INTRODUCTION: Electrostatic attraction of aerosolized particles to the inner walls of an aerosol holding chamber (HC) made from a nonconducting material can reduce medication delivery, particularly if there is a delay between actuation and inhalation. OBJECTIVE: Compare total emitted mass and fine-particle mass (mass of particles < 4.7 microm) of hydrofluoroalkane-propelled albuterol from similar-sized HCs manufactured from conductive material (Vortex), charge-dissipative material (AeroChamber Max), and nonconductive material (OptiChamber Advantage, ProChamber, Breathrite, PocketChamber, and ACE), with and without wash/rinse pretreatment of the HC interior with ionic detergent, and with 2-s and 5-s delays between actuation and inhalation. METHODS: All the HCs were evaluated (1) directly from their packaging (with no wash/rinse pretreatment) and (2) after washing with ionic detergent and rinsing and drip-drying. We used an apparatus that interfaced between the HC mouthpiece and the induction port of an 8-stage Andersen cascade impactor to simulate a poorly coordinated patient, with delays of 2 s and 5 s between actuation and inhalation/sampling, at 28.3 L/min. RESULTS: With the 2-s delay, the delivered fine-particle mass per actuation, before and after (respectively) wash/rinse pretreatment was: AeroChamber Max: 23.8 +/- 4.8 microg, 21.5 +/- 3.2 microg; Vortex: 16.2 +/- 1.7 microg, 15.5 +/- 2.0 microg; OptiChamber Advantage: 2.6 +/- 1.2 microg, 6.7 +/- 2.3 microg; ProChamber: 1.6 +/- 0.4 microg, 5.1 +/- 2.5 microg; Breathrite: 2.0 +/- 0.9 microg, 3.2 +/- 1.8 microg; PocketChamber: 3.4 +/- 1.6 microg, 1.7 +/- 1.6 microg; ACE: 4.5 +/- 0.9 microg, 5.4 +/- 2.9 microg. Similar trends, but greater reduction in aerosol delivery, were observed with the 5-s delay. Significantly greater fine-particle mass was delivered from HCs made from conducting or charge-dissipative materials than from those made from nonconductive polymers, even after wash/rinse pretreatment (p < 0.01). The fine-particle mass was also significantly greater from the AeroChamber Max than from the Vortex, irrespective of wash/rinse pretreatment or delay interval (p < 0.01). CONCLUSION: HCs made from electrically conductive materials emit significantly greater fine-particle mass, with either a 2-s or 5-s delay, than do HCs made from nonconducting materials, even with wash/rinse pretreatment.

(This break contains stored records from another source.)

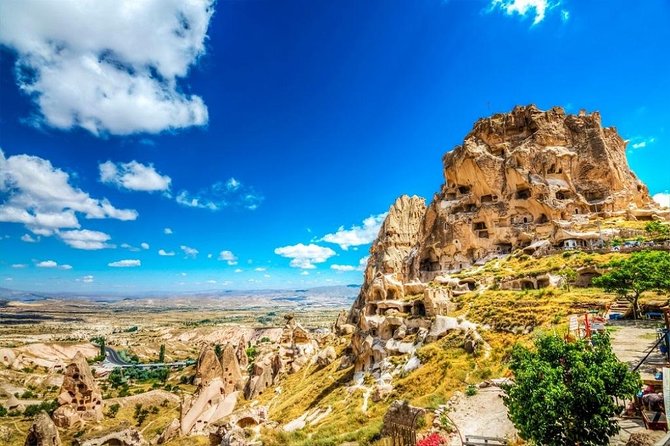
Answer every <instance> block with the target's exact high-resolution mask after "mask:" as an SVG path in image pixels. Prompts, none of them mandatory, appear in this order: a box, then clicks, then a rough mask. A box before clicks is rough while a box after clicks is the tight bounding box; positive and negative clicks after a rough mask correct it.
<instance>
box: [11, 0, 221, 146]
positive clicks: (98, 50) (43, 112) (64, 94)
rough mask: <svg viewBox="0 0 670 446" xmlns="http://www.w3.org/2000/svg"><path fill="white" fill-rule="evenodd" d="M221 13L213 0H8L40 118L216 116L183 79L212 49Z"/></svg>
mask: <svg viewBox="0 0 670 446" xmlns="http://www.w3.org/2000/svg"><path fill="white" fill-rule="evenodd" d="M212 13H213V0H187V1H182V0H144V1H141V2H137V1H134V0H123V1H119V0H96V1H94V2H79V1H72V0H71V1H65V0H64V1H58V2H44V1H40V0H22V1H17V2H0V17H2V18H3V26H2V28H0V44H4V45H6V46H8V47H11V48H13V49H14V50H16V52H17V54H18V60H17V63H16V73H17V82H18V85H19V88H20V89H21V90H23V91H24V92H25V93H26V94H28V95H30V97H31V98H32V99H33V100H34V101H35V103H36V105H37V107H38V109H39V116H38V117H37V118H36V122H37V123H39V124H41V123H46V124H48V125H50V126H52V127H56V128H59V129H70V128H73V127H82V128H84V129H86V130H88V131H90V132H91V133H93V134H96V135H97V134H100V133H106V132H109V133H112V134H119V135H125V134H130V133H136V132H149V133H157V132H161V131H163V130H168V129H178V128H184V127H189V126H194V125H204V124H206V123H207V120H208V113H207V107H206V106H205V104H204V102H203V100H202V99H201V98H200V97H198V96H196V95H191V94H187V93H185V92H183V91H182V89H181V88H180V85H179V79H180V78H184V77H186V75H187V74H188V71H189V69H190V67H191V66H192V65H194V64H195V63H196V62H197V60H198V57H199V56H201V55H202V54H204V52H205V39H206V36H207V28H208V26H209V21H210V18H211V16H212Z"/></svg>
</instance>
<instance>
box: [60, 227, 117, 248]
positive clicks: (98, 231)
mask: <svg viewBox="0 0 670 446" xmlns="http://www.w3.org/2000/svg"><path fill="white" fill-rule="evenodd" d="M58 236H59V237H60V238H61V239H62V240H63V241H64V242H65V243H66V244H68V245H70V246H71V247H73V248H76V249H85V250H89V251H91V250H96V249H104V248H111V247H113V246H112V245H109V244H107V241H109V239H110V238H111V237H110V236H109V234H105V233H104V232H100V231H90V230H88V229H83V230H75V231H62V232H59V233H58Z"/></svg>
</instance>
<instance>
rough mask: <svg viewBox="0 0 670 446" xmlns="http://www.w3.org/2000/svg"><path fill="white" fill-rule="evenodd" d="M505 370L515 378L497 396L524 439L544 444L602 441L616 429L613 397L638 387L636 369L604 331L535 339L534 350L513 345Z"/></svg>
mask: <svg viewBox="0 0 670 446" xmlns="http://www.w3.org/2000/svg"><path fill="white" fill-rule="evenodd" d="M510 369H511V370H512V372H513V373H514V380H515V383H514V384H512V385H509V386H506V387H505V392H506V395H505V397H504V398H503V400H504V402H505V405H506V406H507V407H508V409H509V417H510V419H511V420H512V422H513V423H514V425H515V426H516V428H517V429H518V431H519V434H520V435H521V437H522V438H524V439H525V440H532V441H533V442H534V443H535V444H541V445H544V446H574V445H577V444H579V445H580V446H605V445H608V444H609V438H610V437H611V436H612V435H615V434H616V433H617V432H618V431H619V425H618V424H617V422H616V420H615V419H614V416H615V415H616V414H617V413H618V412H619V411H620V410H621V409H622V408H621V407H617V406H616V404H615V403H614V400H613V397H617V398H625V397H630V396H631V395H634V394H635V392H637V391H638V390H639V389H640V386H641V381H640V377H639V375H638V374H637V373H633V372H630V371H629V370H628V366H627V365H626V364H624V363H622V362H620V361H619V360H618V359H617V358H616V356H615V355H614V353H613V352H612V349H611V347H610V342H609V337H608V336H607V335H595V336H593V338H592V340H591V343H588V342H587V341H583V340H580V341H577V342H565V341H564V340H563V339H561V338H560V337H559V336H557V335H544V336H541V337H539V338H537V339H536V340H535V349H532V350H531V349H528V348H526V347H524V346H521V345H518V344H517V345H516V346H515V347H514V349H513V350H512V355H511V361H510Z"/></svg>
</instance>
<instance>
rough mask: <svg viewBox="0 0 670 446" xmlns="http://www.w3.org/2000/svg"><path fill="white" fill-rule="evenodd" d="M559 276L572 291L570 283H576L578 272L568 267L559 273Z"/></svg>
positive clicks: (569, 289) (567, 287) (564, 283)
mask: <svg viewBox="0 0 670 446" xmlns="http://www.w3.org/2000/svg"><path fill="white" fill-rule="evenodd" d="M558 275H559V276H561V277H562V278H563V284H564V285H565V288H566V289H567V290H568V292H569V291H570V283H571V282H574V281H575V279H576V278H577V272H576V271H575V270H574V269H572V268H570V267H569V266H568V267H565V268H563V269H562V270H560V271H559V272H558Z"/></svg>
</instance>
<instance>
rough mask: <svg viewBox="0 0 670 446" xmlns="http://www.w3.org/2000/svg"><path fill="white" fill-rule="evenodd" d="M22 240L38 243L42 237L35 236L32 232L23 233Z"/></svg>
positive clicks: (29, 241)
mask: <svg viewBox="0 0 670 446" xmlns="http://www.w3.org/2000/svg"><path fill="white" fill-rule="evenodd" d="M21 241H24V242H26V243H37V242H39V241H40V238H39V237H37V238H33V236H32V235H30V234H23V235H22V236H21Z"/></svg>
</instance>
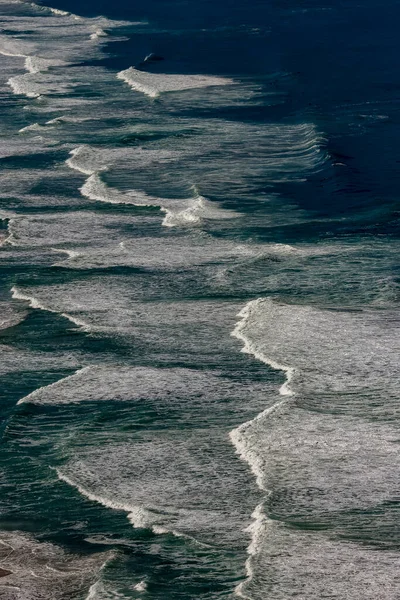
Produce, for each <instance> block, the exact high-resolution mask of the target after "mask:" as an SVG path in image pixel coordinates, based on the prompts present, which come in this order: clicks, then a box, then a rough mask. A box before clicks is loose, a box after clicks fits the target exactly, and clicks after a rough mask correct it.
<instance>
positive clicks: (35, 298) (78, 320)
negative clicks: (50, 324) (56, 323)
mask: <svg viewBox="0 0 400 600" xmlns="http://www.w3.org/2000/svg"><path fill="white" fill-rule="evenodd" d="M11 293H12V297H13V298H15V299H16V300H24V301H25V302H28V303H29V306H30V307H31V308H33V309H39V310H44V311H47V312H51V313H54V314H59V315H60V316H61V317H64V318H65V319H68V321H71V323H73V324H74V325H76V326H77V327H80V328H81V329H82V330H88V329H89V325H88V324H87V323H85V322H84V321H82V320H81V319H79V318H78V317H75V316H73V315H70V314H69V313H66V312H58V311H57V310H54V309H52V308H50V307H48V306H45V305H44V304H42V303H41V302H40V301H39V300H37V299H36V298H35V297H34V296H30V295H29V294H26V293H25V292H23V291H22V290H20V289H19V288H17V287H16V286H13V287H12V288H11Z"/></svg>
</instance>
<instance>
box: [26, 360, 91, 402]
mask: <svg viewBox="0 0 400 600" xmlns="http://www.w3.org/2000/svg"><path fill="white" fill-rule="evenodd" d="M90 369H91V367H90V366H88V367H83V368H82V369H78V370H77V371H75V373H72V375H68V377H63V378H62V379H59V380H58V381H55V382H54V383H50V385H45V386H42V387H39V388H37V389H36V390H34V391H33V392H31V393H30V394H28V395H27V396H24V397H23V398H21V399H20V400H18V402H17V404H28V403H29V402H32V403H33V404H34V403H35V399H36V398H37V396H40V394H41V392H42V390H44V389H45V388H46V389H52V390H53V389H54V390H55V391H57V388H58V387H59V386H60V384H61V385H62V384H63V383H64V382H65V381H66V380H67V379H71V378H72V377H76V375H79V374H81V373H86V372H87V371H90Z"/></svg>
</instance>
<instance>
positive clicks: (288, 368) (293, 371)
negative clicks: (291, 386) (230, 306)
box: [232, 298, 295, 396]
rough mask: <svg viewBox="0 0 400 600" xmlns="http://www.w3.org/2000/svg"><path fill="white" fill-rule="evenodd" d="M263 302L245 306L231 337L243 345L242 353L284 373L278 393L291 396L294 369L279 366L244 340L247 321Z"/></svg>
mask: <svg viewBox="0 0 400 600" xmlns="http://www.w3.org/2000/svg"><path fill="white" fill-rule="evenodd" d="M264 301H265V300H264V298H259V299H258V300H252V301H251V302H249V303H248V304H246V306H245V307H244V308H243V309H242V310H241V311H240V313H239V315H238V316H239V317H241V320H240V321H239V322H238V324H237V325H236V327H235V329H234V330H233V332H232V336H233V337H236V338H238V339H239V340H241V341H242V342H243V343H244V346H243V348H242V350H241V351H242V352H245V353H246V354H253V356H255V357H256V358H257V359H258V360H260V361H261V362H264V363H266V364H267V365H269V366H270V367H272V368H273V369H277V370H279V371H284V373H285V374H286V381H285V383H284V384H283V385H282V386H281V388H280V390H279V393H280V394H282V396H292V395H293V391H292V390H291V389H290V382H291V380H292V378H293V375H294V371H295V370H294V368H293V367H290V366H286V365H281V364H279V363H278V362H276V361H275V360H273V359H271V358H268V357H266V356H265V355H264V354H262V353H261V352H260V350H259V349H258V348H257V346H256V345H255V344H254V343H252V342H251V341H250V340H249V339H248V338H246V336H245V334H244V331H245V329H246V327H247V325H248V322H249V320H251V319H252V318H253V316H254V314H255V313H256V311H257V308H258V306H259V305H260V304H261V303H263V302H264Z"/></svg>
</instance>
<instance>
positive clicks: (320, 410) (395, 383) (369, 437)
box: [230, 298, 399, 600]
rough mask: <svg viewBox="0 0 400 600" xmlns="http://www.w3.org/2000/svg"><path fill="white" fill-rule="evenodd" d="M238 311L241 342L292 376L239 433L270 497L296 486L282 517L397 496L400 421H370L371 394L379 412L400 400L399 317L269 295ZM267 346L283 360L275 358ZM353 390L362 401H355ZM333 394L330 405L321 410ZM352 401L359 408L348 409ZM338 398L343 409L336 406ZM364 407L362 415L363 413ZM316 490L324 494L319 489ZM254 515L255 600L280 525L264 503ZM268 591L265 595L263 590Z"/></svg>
mask: <svg viewBox="0 0 400 600" xmlns="http://www.w3.org/2000/svg"><path fill="white" fill-rule="evenodd" d="M238 316H239V317H240V318H241V320H240V321H239V323H238V324H237V326H236V327H235V329H234V331H233V332H232V335H233V336H234V337H236V338H238V339H239V340H241V341H242V342H243V344H244V347H243V349H242V351H243V352H246V353H250V354H252V355H253V356H255V357H256V358H257V359H258V360H260V361H262V362H264V363H265V364H268V365H269V366H271V367H272V368H274V369H278V370H281V371H283V372H284V373H285V376H286V381H285V383H284V384H283V385H282V386H281V388H280V394H281V395H283V396H286V398H284V399H282V400H280V401H278V402H277V403H276V404H275V405H274V406H272V407H269V408H267V409H266V410H265V411H263V412H261V413H260V414H258V415H257V416H256V417H255V418H254V419H252V420H250V421H247V422H245V423H243V424H242V425H240V426H239V427H237V428H236V429H234V430H233V431H231V433H230V438H231V441H232V443H233V445H234V446H235V448H236V451H237V453H238V454H239V456H240V457H241V458H242V460H244V461H245V462H247V463H248V464H249V466H250V468H251V471H252V472H253V474H254V475H255V477H256V481H257V485H258V487H259V488H260V489H261V490H263V491H264V492H265V493H266V500H265V502H266V503H268V502H269V498H270V497H272V496H273V493H275V492H276V489H278V492H277V493H278V494H279V490H280V489H281V488H282V489H285V493H287V494H291V495H290V496H289V497H290V502H289V506H288V507H286V506H285V502H284V501H282V502H281V503H280V504H279V508H277V507H275V510H274V514H275V517H274V518H275V519H279V512H278V511H279V510H280V511H281V515H282V516H281V518H282V519H284V517H285V515H286V512H287V515H288V518H290V515H292V514H296V516H297V518H299V517H298V515H301V514H302V512H303V511H304V513H305V514H306V515H307V516H309V515H310V514H313V511H314V512H315V513H316V515H321V514H324V515H329V513H330V512H332V511H335V512H334V514H336V511H340V510H343V511H344V510H350V509H352V508H354V509H363V508H365V507H369V506H376V505H378V504H380V503H382V502H385V501H386V500H389V499H390V498H392V497H393V496H394V495H395V491H394V485H395V484H394V481H393V480H392V478H391V477H390V475H389V474H388V469H387V465H391V467H390V468H393V464H394V463H395V462H397V460H398V459H396V458H395V448H394V447H393V446H392V443H393V441H394V439H395V438H396V435H397V434H396V430H395V429H394V428H392V427H391V426H390V424H389V425H387V424H382V425H377V424H376V423H375V424H374V423H372V424H371V423H369V422H368V420H365V417H366V416H367V415H368V418H370V416H371V414H369V413H368V410H369V403H370V402H371V404H372V408H373V411H375V413H376V415H377V416H379V412H378V411H377V406H378V405H379V403H380V402H381V404H382V408H381V409H380V411H383V415H386V418H387V417H388V416H389V418H390V419H392V418H393V408H394V406H395V404H396V403H398V388H397V386H396V383H395V382H396V368H397V367H396V366H395V362H396V361H395V360H392V359H391V358H390V356H393V355H394V356H396V353H393V349H394V348H396V347H398V339H399V338H398V331H396V328H394V331H393V326H392V325H390V323H391V319H390V318H389V319H388V316H387V315H383V316H382V313H380V312H379V311H373V310H371V311H366V310H364V311H356V312H350V311H349V312H346V311H333V310H332V311H329V310H321V309H315V308H313V307H310V306H298V305H288V304H287V305H285V304H279V303H277V302H274V301H273V300H271V299H270V298H259V299H258V300H255V301H252V302H249V303H248V304H247V305H246V306H245V307H244V309H242V311H241V312H240V313H239V315H238ZM268 349H270V350H268ZM267 352H273V353H274V354H275V355H276V356H277V359H275V358H274V359H271V358H269V357H268V356H267ZM283 358H285V361H283V360H282V359H283ZM288 363H289V364H291V365H294V366H289V365H288ZM383 373H385V379H384V383H382V377H383ZM382 389H384V393H383V394H382ZM379 390H380V392H379ZM354 394H356V398H359V400H354ZM379 394H380V396H381V399H380V400H379ZM294 395H296V402H294V401H293V399H292V396H294ZM369 396H372V397H371V400H370V401H369V400H368V397H369ZM324 402H325V403H326V402H328V403H329V410H328V414H324V413H323V412H322V413H321V410H322V409H323V403H324ZM335 402H336V405H335V404H334V403H335ZM357 404H359V406H357ZM349 405H350V407H351V413H350V414H351V417H348V416H346V412H347V411H348V410H349V409H348V406H349ZM335 406H336V410H338V411H339V412H338V414H337V415H335V414H330V413H331V411H333V410H334V408H335ZM304 408H306V409H307V408H311V409H313V408H316V409H318V412H317V413H315V412H314V410H311V411H307V410H304ZM341 413H344V415H345V416H341ZM357 413H358V414H360V416H362V417H363V418H362V419H356V418H355V416H356V415H357ZM267 429H268V432H269V433H268V435H266V430H267ZM343 461H345V464H346V468H345V469H344V470H343V468H342V466H341V465H342V464H343ZM339 466H340V467H339ZM327 472H329V474H330V477H329V480H327V478H326V473H327ZM277 473H278V479H279V481H277ZM364 474H366V475H365V476H364ZM388 475H389V476H388ZM313 490H318V493H316V494H315V495H313ZM264 504H265V503H264ZM285 511H286V512H285ZM253 518H254V521H253V524H252V526H251V528H250V532H251V534H252V542H251V544H250V546H249V549H248V553H249V558H248V560H247V564H246V572H247V579H246V580H245V581H243V582H242V583H241V584H239V586H238V587H237V588H236V593H237V595H239V596H241V597H243V598H252V599H253V600H254V596H253V594H252V593H251V592H252V587H254V586H253V585H252V584H253V580H254V578H255V577H256V571H257V570H258V571H257V576H260V577H261V571H259V563H260V560H261V558H260V556H261V554H262V553H263V552H265V547H266V546H267V542H268V539H269V537H268V536H269V535H270V530H271V527H272V528H273V527H276V526H277V524H276V521H270V520H269V519H268V517H267V516H266V515H265V514H264V513H263V504H260V505H259V506H258V507H257V509H256V511H255V513H254V514H253ZM316 518H318V517H316ZM274 551H276V549H275V548H274ZM264 568H265V565H264ZM249 588H251V592H250V593H248V589H249ZM259 594H260V591H258V592H257V594H256V596H257V597H261V596H259ZM313 597H314V596H313Z"/></svg>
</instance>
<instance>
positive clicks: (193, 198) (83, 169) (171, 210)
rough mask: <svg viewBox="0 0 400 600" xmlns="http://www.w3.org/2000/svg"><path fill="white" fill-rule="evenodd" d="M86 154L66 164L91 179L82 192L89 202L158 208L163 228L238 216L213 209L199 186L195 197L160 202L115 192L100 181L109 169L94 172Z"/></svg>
mask: <svg viewBox="0 0 400 600" xmlns="http://www.w3.org/2000/svg"><path fill="white" fill-rule="evenodd" d="M84 150H85V147H83V146H80V147H78V148H75V149H74V150H72V151H71V152H70V154H71V158H69V159H67V160H66V164H67V165H68V166H69V167H70V168H71V169H74V170H76V171H79V172H80V173H83V174H85V175H88V178H87V179H86V181H85V183H84V184H83V186H82V187H81V188H80V190H79V191H80V192H81V194H82V196H84V197H85V198H88V199H89V200H94V201H97V202H106V203H109V204H129V205H132V206H143V207H155V208H158V209H159V210H160V211H161V212H164V213H165V217H164V219H163V221H162V225H163V226H164V227H175V226H185V225H199V224H200V223H201V222H202V221H203V219H231V218H234V217H237V216H238V214H237V213H235V212H234V211H230V210H225V209H222V208H219V207H218V206H214V204H213V203H212V202H210V201H209V200H207V199H206V198H204V196H201V195H200V194H199V192H198V190H197V188H196V186H193V191H194V195H193V197H191V198H184V199H175V198H173V199H170V198H158V197H155V196H150V195H148V194H147V193H146V192H142V191H138V190H131V191H130V192H121V191H119V190H115V189H114V190H113V189H111V188H109V187H108V186H107V184H106V183H104V181H103V180H102V179H101V175H100V174H101V172H104V171H106V170H107V167H106V166H103V167H100V168H98V167H97V168H95V167H94V166H92V165H91V164H90V162H85V160H79V158H82V156H84V155H83V151H84Z"/></svg>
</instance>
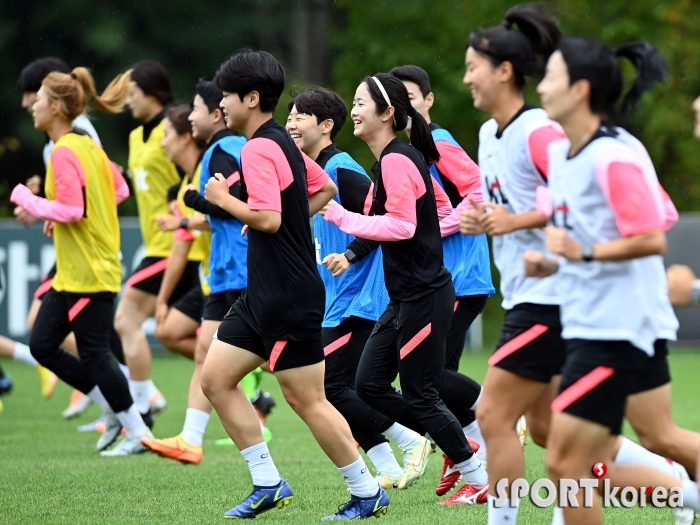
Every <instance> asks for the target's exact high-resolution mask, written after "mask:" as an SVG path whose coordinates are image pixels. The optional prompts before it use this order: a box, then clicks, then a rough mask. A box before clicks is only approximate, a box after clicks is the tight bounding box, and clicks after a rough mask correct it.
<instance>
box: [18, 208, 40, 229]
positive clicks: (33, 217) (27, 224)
mask: <svg viewBox="0 0 700 525" xmlns="http://www.w3.org/2000/svg"><path fill="white" fill-rule="evenodd" d="M14 214H15V217H17V220H18V221H19V222H21V223H22V224H23V225H24V226H26V227H29V226H31V225H32V224H34V223H35V222H36V221H37V220H38V219H37V218H36V217H34V215H32V214H31V213H29V212H28V211H27V210H25V209H24V208H22V206H15V209H14Z"/></svg>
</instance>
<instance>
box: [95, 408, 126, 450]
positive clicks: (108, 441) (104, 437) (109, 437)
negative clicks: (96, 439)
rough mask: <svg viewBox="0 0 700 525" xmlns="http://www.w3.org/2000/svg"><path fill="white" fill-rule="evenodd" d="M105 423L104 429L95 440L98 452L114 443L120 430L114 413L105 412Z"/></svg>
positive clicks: (120, 430) (119, 433)
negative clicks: (108, 413)
mask: <svg viewBox="0 0 700 525" xmlns="http://www.w3.org/2000/svg"><path fill="white" fill-rule="evenodd" d="M105 425H106V426H105V431H104V432H103V433H102V435H101V436H100V439H98V440H97V450H99V451H100V452H102V451H103V450H105V449H106V448H107V447H109V446H110V445H111V444H112V443H114V442H115V441H116V439H117V438H118V437H119V434H121V431H122V424H121V423H120V422H119V419H117V416H116V415H115V414H107V419H106V422H105Z"/></svg>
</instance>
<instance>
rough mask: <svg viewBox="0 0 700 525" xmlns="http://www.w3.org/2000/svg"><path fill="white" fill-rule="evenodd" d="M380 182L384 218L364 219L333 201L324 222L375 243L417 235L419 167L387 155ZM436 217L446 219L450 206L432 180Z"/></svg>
mask: <svg viewBox="0 0 700 525" xmlns="http://www.w3.org/2000/svg"><path fill="white" fill-rule="evenodd" d="M381 162H382V182H383V184H384V189H385V191H386V196H387V199H386V205H385V208H386V211H387V213H386V215H373V216H366V215H362V214H359V213H352V212H349V211H347V210H346V209H345V208H343V207H342V206H341V205H340V204H338V203H337V202H335V201H331V203H330V208H329V209H328V211H327V212H326V215H325V216H324V219H326V220H327V221H328V222H331V223H333V224H335V225H337V226H338V227H339V228H340V229H341V230H343V231H344V232H346V233H349V234H350V235H354V236H356V237H361V238H363V239H370V240H375V241H402V240H405V239H410V238H411V237H413V235H414V234H415V232H416V225H417V223H418V219H417V218H416V206H415V202H416V201H417V200H418V199H420V198H421V197H422V196H423V195H425V192H426V188H425V183H424V182H423V178H422V177H421V174H420V172H419V171H418V168H417V167H416V166H415V164H413V162H411V160H410V159H409V158H408V157H406V156H405V155H401V154H399V153H389V154H388V155H385V156H384V157H382V161H381ZM431 180H432V184H433V190H434V191H435V201H436V204H437V207H438V217H439V218H443V217H446V216H448V215H449V214H450V213H451V211H452V205H451V204H450V200H449V198H448V197H447V194H445V192H444V191H443V189H442V188H441V187H440V185H439V184H438V183H437V181H436V180H435V179H433V178H432V177H431Z"/></svg>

Levalbuterol aerosol delivery with a nonelectrostatic versus a nonconducting valved holding chamber.

BACKGROUND: Hydrofluoroalkane-propelled levalbuterol (Xopenex) aerosol is a recently approved formulation for delivery via metered-dose inhaler for the treatment or prevention of bronchospasm in adults, adolescents, and children > or = 4 years of age who have reversible obstructive airway disease. Valved holding chambers (VHCs) made from conventional polymers are susceptible to accumulation of electrostatic charge, which can be minimized by prewashing with ionic detergent, but it may be desirable to be able to use the product straight from the package, without pretreatment, especially during an exacerbation. METHODS: We studied the performance of the AeroChamber Plus and AeroChamber Max VHCs in delivering hydrofluoroalkane-propelled levalbuterol. Both VHCs were prewashed, rinsed, and drip-dried before testing. The AeroChamber Max is manufactured from charge-dissipative material and was therefore also evaluated without prewashing. Aerosol samples were collected at 28.3 L/min with an Andersen 8-stage cascade impactor, per the procedure specified in Chapter 601 of the United States Pharmacopeia. RESULTS: The mean +/- SD fine-particle mass (mass of aerosol particles < 4.7 microm aerodynamic diameter) values were 33.5 +/- 1.4 microg and 36.3 +/- 1.1 microg with the AeroChamber Max, without and with wash/rinse pretreatment, respectively, and 28.5 +/- 2.4 microg with the prewashed AeroChamber Plus. CONCLUSIONS: We think the small differences we observed are unlikely to be of clinical importance, given the inter-patient variability seen with inhaled drug delivery. The performance of the AeroChamber Max was substantially comparable whether or not it was prewashed.